The insurance premium tax (IPT) is an indirect tax levied on insurance transactions. In accordance with the European legislation on (re)insurance activity (Article 157 of Directive 2009/138/EC, November 25 2009, on the taking-up and pursuit of the insurance and reinsurance business (Solvency II)), the Spanish IPT law situates the taxable event – the insurance transaction – by identifying where the insured risk is deemed to be located. The location of the insured risk is itself determined pursuant to the application of the criteria provided for in Directive 2009/138 as well.

Although there are many varied types of risk that are covered by insurance transactions nowadays, the criteria for localising a risk are based exclusively on the following, pursuant to Article 13, point 13 of the Directive:

a) the member state in which the property is situated, where the insurance relates either to buildings or to buildings and their contents, in so far as the contents are covered by the same insurance policy;

b) the member state of registration, where the insurance relates to vehicles of any type;

c) the member state where the policy holder took out the policy in the case of policies of a duration of four months or less covering travel or holiday risks, whatever the class concerned;

d) in all cases not explicitly covered by points (a), (b) or (c), the member state in which either of the following is situated:

a) the habitual residence of the policy holder; or

b) if the policy holder is a legal person, that policy holder's establishment to which the contract relates.

The final criterion listed in (d) is singularly important because it encompasses the great majority of insurance transactions; every transaction that is not related to a building or its content, a vehicle or a trip.

Leaving aside policies taken by individuals, the application of this criterion to insurance transactions executed by companies turns out to be quite complex, in many cases.

In fact, the European Court of Justice (ECJ) has twice ruled on the appropriate interpretation of this rule. These rulings are the decision of June 14 2001 in case C-191/99 – Kvaerner, and more recently, the decision of January 17 2019 in C-74/18 – A Ltd.

The ECJ's jurisprudence in this regard may be summarised as follows:

1) A risk can only be situated in one place.

2) It must be construed that, like the other rules, this rule has a physical rather than legal basis for localisation. In this rule, this specifically means the physical location of the establishment, owned by the policyholder, where the activity that carries the risk which is being insured is undertaken.

Despite the apparent simplicity of these criteria, doubts may arise about the way in which they must be applied in many cases: let us think, for instance, about the risks covered by cyber-insurance.

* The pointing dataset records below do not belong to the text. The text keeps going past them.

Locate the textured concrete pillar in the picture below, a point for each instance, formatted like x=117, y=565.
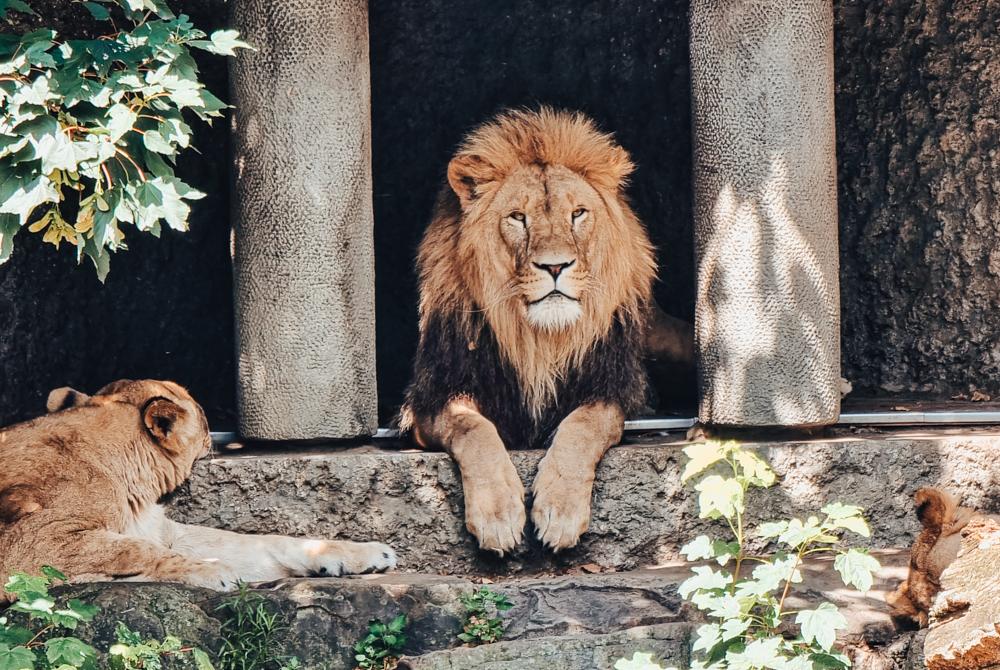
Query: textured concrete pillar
x=303, y=250
x=768, y=305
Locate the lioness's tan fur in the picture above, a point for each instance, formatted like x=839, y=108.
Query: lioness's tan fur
x=79, y=490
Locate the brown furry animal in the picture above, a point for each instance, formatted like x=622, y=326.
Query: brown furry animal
x=934, y=549
x=535, y=289
x=79, y=490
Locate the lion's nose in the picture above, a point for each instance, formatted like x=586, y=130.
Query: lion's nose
x=554, y=269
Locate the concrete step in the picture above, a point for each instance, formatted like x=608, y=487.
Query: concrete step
x=642, y=513
x=667, y=644
x=572, y=621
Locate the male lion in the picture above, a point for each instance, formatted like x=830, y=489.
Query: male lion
x=535, y=283
x=79, y=490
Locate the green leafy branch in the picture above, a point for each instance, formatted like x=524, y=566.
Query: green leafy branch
x=91, y=129
x=381, y=648
x=748, y=613
x=482, y=622
x=34, y=633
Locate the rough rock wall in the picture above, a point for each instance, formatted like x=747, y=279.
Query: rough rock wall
x=918, y=124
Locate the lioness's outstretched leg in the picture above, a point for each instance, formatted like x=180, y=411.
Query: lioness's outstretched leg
x=494, y=495
x=100, y=555
x=258, y=558
x=565, y=479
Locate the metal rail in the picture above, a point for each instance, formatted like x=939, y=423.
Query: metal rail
x=651, y=424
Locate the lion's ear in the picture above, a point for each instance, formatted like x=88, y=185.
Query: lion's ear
x=612, y=172
x=161, y=417
x=64, y=398
x=466, y=173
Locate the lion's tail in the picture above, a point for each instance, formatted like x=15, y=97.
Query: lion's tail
x=936, y=509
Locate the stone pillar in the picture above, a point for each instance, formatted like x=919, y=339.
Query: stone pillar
x=768, y=301
x=303, y=250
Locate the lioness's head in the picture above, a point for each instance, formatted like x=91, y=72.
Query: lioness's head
x=167, y=416
x=546, y=235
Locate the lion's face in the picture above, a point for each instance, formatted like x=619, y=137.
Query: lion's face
x=534, y=232
x=546, y=219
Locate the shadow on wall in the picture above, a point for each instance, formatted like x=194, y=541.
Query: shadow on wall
x=772, y=308
x=441, y=67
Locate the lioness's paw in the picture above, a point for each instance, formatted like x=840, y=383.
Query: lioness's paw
x=334, y=559
x=211, y=576
x=495, y=513
x=561, y=508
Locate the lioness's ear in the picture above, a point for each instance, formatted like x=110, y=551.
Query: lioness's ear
x=161, y=417
x=466, y=173
x=64, y=398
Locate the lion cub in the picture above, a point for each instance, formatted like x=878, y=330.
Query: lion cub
x=934, y=550
x=79, y=491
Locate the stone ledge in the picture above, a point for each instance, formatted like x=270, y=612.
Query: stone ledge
x=552, y=615
x=668, y=644
x=642, y=513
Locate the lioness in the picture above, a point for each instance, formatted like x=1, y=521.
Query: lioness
x=933, y=550
x=535, y=285
x=79, y=490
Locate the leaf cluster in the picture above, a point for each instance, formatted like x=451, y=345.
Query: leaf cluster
x=482, y=622
x=91, y=128
x=745, y=597
x=35, y=634
x=249, y=634
x=381, y=648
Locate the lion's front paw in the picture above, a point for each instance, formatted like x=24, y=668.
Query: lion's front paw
x=494, y=512
x=333, y=559
x=215, y=576
x=561, y=507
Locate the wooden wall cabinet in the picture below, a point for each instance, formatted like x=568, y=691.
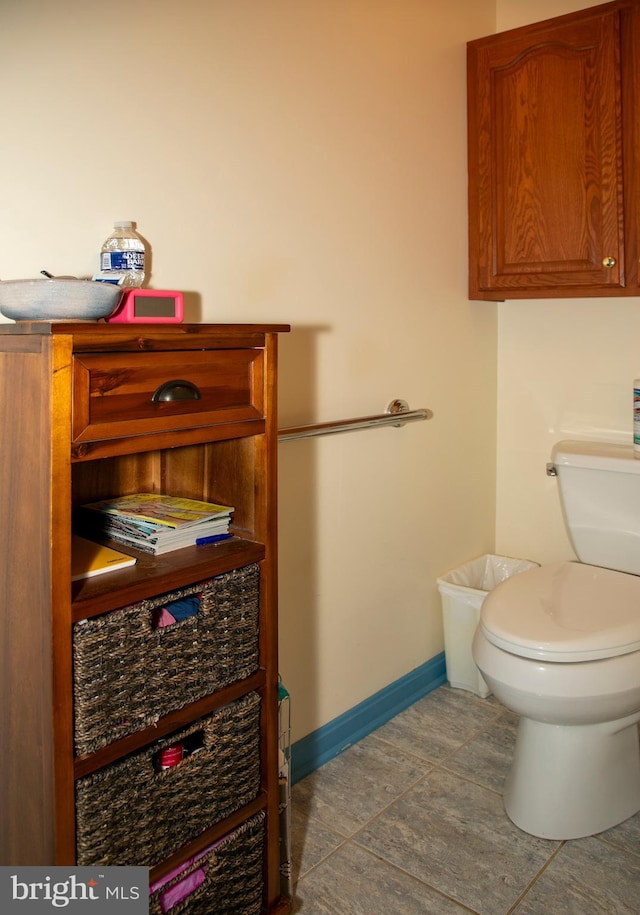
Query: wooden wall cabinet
x=79, y=424
x=554, y=157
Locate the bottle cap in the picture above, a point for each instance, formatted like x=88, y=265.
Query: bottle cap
x=170, y=756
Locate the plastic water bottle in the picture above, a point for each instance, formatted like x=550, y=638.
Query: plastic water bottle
x=122, y=257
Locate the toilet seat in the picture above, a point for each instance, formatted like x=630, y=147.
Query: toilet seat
x=565, y=612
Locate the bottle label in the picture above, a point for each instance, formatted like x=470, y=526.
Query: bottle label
x=122, y=261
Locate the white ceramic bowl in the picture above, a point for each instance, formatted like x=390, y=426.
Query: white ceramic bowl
x=58, y=299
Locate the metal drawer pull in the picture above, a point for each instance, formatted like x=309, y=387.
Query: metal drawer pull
x=176, y=390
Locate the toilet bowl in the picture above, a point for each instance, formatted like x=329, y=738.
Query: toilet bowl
x=560, y=646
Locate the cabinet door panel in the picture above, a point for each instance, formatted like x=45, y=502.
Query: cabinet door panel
x=545, y=158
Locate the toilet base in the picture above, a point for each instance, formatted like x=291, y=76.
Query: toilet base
x=572, y=781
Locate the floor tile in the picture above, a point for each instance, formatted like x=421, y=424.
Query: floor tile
x=586, y=877
x=352, y=788
x=626, y=836
x=354, y=882
x=311, y=841
x=487, y=758
x=455, y=836
x=436, y=726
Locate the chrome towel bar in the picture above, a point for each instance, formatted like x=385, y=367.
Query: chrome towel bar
x=396, y=414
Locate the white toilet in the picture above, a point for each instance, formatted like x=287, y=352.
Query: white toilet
x=560, y=646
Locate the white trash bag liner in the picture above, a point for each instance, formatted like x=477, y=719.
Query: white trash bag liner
x=462, y=592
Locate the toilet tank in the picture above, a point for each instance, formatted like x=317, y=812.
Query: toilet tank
x=599, y=487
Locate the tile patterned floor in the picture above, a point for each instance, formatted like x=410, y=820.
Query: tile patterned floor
x=410, y=822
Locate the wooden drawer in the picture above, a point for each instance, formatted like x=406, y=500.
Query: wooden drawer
x=121, y=394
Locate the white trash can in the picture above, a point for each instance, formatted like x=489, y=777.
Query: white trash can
x=462, y=592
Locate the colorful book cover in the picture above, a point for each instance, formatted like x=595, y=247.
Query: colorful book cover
x=89, y=559
x=159, y=509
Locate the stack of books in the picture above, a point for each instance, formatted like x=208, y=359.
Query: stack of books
x=157, y=523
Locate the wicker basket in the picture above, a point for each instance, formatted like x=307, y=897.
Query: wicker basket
x=128, y=672
x=227, y=876
x=129, y=813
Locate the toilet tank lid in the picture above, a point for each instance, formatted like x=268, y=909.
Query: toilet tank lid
x=595, y=456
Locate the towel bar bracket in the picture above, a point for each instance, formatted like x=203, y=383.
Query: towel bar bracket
x=397, y=414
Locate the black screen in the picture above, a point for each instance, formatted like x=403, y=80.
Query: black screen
x=154, y=306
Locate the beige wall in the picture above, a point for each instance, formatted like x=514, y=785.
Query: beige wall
x=565, y=370
x=300, y=161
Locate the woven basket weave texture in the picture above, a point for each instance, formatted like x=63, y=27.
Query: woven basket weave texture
x=233, y=876
x=131, y=813
x=128, y=672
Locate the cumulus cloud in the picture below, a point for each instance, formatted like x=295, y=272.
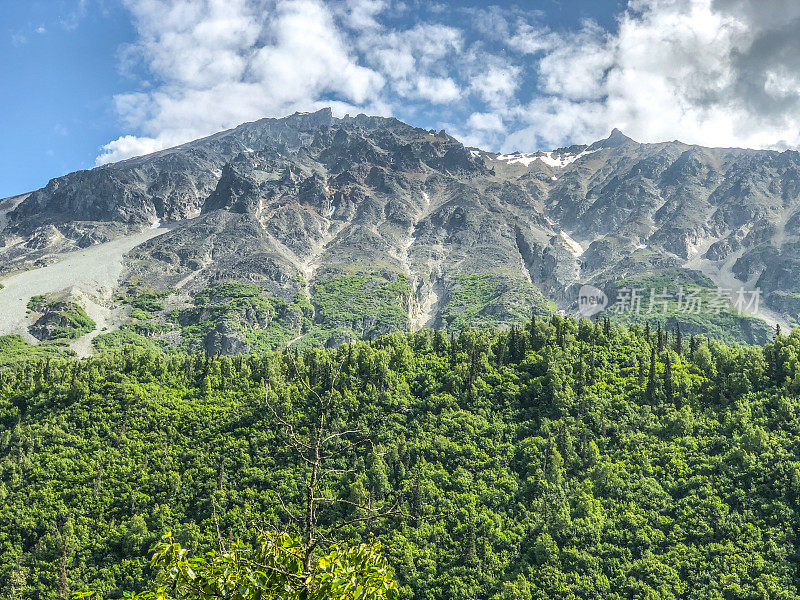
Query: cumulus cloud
x=718, y=73
x=218, y=63
x=713, y=72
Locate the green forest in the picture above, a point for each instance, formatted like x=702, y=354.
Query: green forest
x=556, y=459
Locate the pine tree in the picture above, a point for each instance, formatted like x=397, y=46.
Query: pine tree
x=669, y=386
x=651, y=377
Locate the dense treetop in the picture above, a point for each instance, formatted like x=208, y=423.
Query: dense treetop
x=561, y=459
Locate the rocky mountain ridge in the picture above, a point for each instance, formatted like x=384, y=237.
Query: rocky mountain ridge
x=364, y=225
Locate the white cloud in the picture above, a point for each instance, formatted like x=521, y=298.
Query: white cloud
x=714, y=72
x=218, y=63
x=671, y=71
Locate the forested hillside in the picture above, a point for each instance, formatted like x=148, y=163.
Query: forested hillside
x=561, y=459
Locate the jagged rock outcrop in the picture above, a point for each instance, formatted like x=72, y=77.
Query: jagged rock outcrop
x=286, y=204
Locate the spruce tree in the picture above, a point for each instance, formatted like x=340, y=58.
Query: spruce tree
x=651, y=377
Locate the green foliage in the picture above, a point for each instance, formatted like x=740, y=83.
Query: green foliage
x=492, y=300
x=725, y=325
x=14, y=349
x=271, y=569
x=147, y=300
x=265, y=322
x=366, y=304
x=546, y=461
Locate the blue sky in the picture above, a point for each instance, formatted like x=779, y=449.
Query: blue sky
x=86, y=82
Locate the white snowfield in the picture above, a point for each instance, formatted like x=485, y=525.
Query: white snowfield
x=90, y=275
x=551, y=159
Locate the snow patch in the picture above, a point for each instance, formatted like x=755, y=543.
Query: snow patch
x=551, y=159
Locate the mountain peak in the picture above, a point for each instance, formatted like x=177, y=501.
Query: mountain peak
x=617, y=138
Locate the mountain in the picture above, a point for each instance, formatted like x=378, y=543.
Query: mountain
x=315, y=229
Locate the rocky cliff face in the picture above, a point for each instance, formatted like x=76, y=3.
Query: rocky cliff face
x=378, y=225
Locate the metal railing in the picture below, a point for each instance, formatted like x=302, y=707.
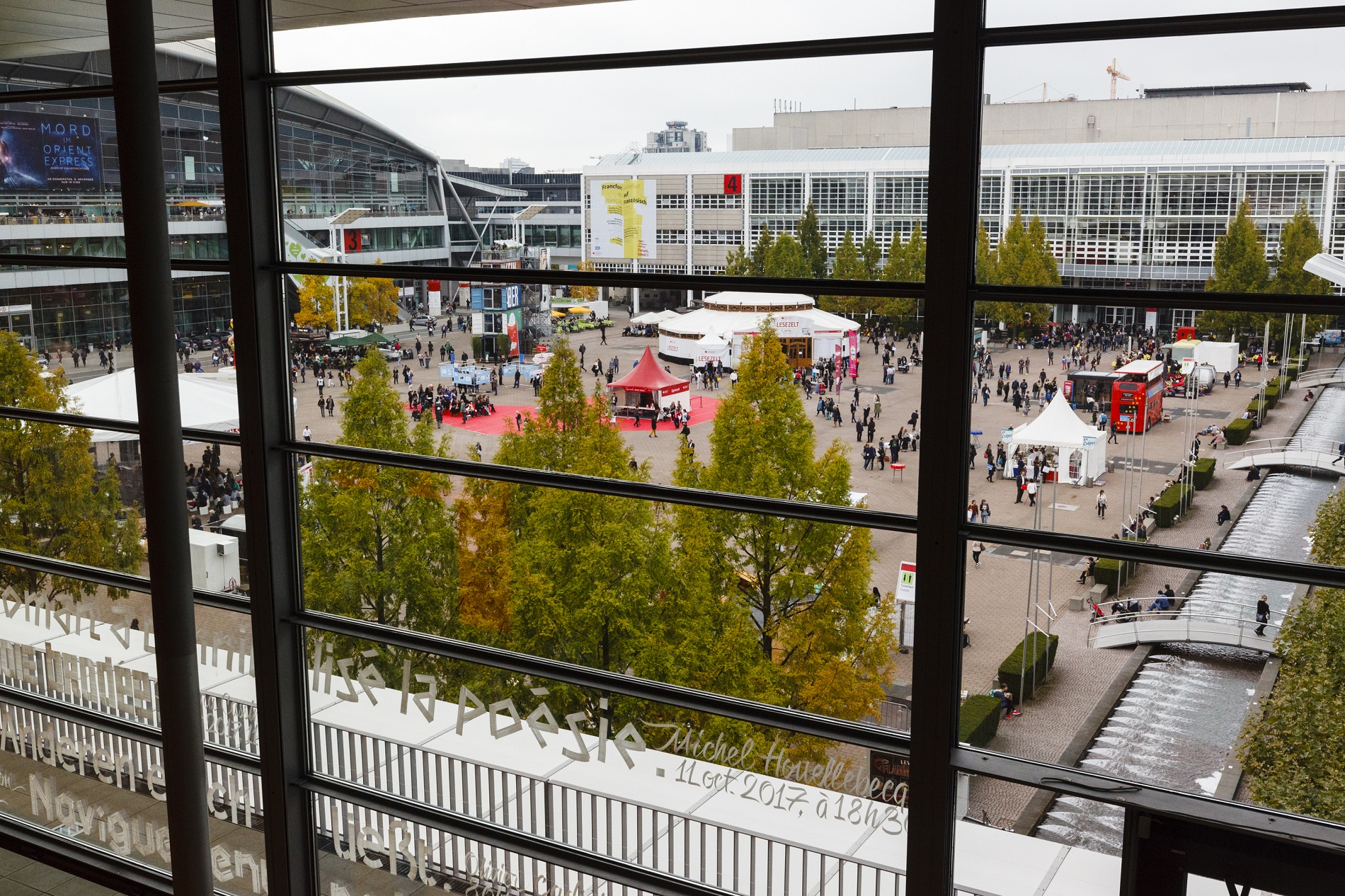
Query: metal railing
x=1183, y=624
x=720, y=855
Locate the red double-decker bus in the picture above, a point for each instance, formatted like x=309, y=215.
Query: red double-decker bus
x=1137, y=398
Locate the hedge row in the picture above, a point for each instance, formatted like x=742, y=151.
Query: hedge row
x=1203, y=474
x=1169, y=505
x=978, y=720
x=1237, y=432
x=1041, y=657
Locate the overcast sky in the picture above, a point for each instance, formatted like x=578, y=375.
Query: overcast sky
x=563, y=122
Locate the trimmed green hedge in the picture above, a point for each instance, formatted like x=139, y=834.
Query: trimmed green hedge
x=1237, y=432
x=978, y=720
x=1041, y=657
x=1203, y=473
x=1169, y=503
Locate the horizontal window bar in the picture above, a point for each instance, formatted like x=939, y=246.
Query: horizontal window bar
x=73, y=857
x=116, y=263
x=1281, y=303
x=609, y=279
x=101, y=91
x=783, y=718
x=120, y=727
x=1155, y=555
x=618, y=488
x=190, y=434
x=110, y=579
x=587, y=861
x=1123, y=793
x=1167, y=27
x=922, y=42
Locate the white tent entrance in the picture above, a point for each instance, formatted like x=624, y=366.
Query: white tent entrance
x=1080, y=448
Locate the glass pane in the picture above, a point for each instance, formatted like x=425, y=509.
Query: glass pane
x=740, y=808
x=1005, y=13
x=455, y=366
x=578, y=26
x=787, y=612
x=1184, y=171
x=97, y=651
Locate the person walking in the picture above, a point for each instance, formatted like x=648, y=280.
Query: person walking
x=1262, y=616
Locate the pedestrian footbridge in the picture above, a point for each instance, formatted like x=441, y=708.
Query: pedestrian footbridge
x=1309, y=454
x=1225, y=627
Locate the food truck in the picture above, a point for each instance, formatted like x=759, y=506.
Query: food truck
x=1137, y=397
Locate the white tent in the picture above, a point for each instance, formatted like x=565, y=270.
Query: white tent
x=1083, y=452
x=207, y=403
x=712, y=348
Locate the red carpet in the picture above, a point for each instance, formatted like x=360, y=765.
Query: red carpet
x=502, y=421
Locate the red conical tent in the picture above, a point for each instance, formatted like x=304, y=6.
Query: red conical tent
x=647, y=379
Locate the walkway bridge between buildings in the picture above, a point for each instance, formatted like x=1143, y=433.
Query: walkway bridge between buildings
x=1291, y=451
x=1231, y=624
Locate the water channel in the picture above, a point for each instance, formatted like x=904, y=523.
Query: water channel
x=1180, y=718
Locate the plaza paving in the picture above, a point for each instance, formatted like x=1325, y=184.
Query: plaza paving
x=997, y=597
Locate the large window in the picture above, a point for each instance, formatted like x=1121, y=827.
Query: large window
x=381, y=532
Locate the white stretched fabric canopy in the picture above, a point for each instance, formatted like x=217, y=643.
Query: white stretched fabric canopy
x=207, y=403
x=1079, y=443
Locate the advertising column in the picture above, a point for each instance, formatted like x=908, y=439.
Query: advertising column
x=433, y=299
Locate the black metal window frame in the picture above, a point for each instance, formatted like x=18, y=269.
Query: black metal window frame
x=245, y=82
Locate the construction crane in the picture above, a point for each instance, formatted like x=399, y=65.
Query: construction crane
x=1116, y=73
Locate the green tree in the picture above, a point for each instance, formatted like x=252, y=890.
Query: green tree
x=786, y=258
x=805, y=584
x=592, y=576
x=316, y=303
x=53, y=501
x=814, y=248
x=872, y=256
x=1240, y=256
x=373, y=300
x=378, y=541
x=1022, y=258
x=905, y=264
x=1290, y=752
x=1298, y=243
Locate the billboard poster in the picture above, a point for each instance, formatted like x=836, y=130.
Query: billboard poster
x=49, y=152
x=511, y=328
x=622, y=218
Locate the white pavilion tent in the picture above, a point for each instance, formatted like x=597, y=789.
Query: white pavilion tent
x=1083, y=452
x=207, y=401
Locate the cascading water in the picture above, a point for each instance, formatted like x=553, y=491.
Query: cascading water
x=1177, y=721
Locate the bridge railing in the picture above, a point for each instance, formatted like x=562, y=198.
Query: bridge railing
x=1184, y=624
x=1322, y=449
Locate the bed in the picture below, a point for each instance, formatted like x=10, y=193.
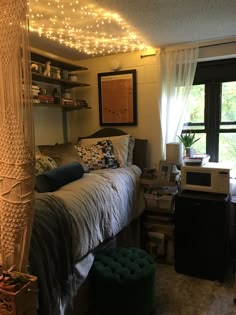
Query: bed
x=73, y=221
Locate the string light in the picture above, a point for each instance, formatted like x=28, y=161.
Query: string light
x=89, y=28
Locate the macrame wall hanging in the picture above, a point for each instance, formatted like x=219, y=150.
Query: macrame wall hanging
x=16, y=136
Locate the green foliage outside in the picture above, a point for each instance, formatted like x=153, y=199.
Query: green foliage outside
x=227, y=141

These doubts concern not only the insurance undertakings, but also the policyholders, because the latter might be bearing an excessive chargeability of tax – for example, in respect of all those insurance transactions that cover risks in foreign affiliates – or might be facing an insufficient chargeability of tax, when the insurance provider is not established in Spain.

In summary, it will be necessary to go on a quest to locate risk in order to determine whether the tax burden under this tax and under the other parafiscal charges (as in the case of surcharges legally established in favour of the Spanish Consorcio de Compensación de Seguros) that follow the same localisation rule, is correct.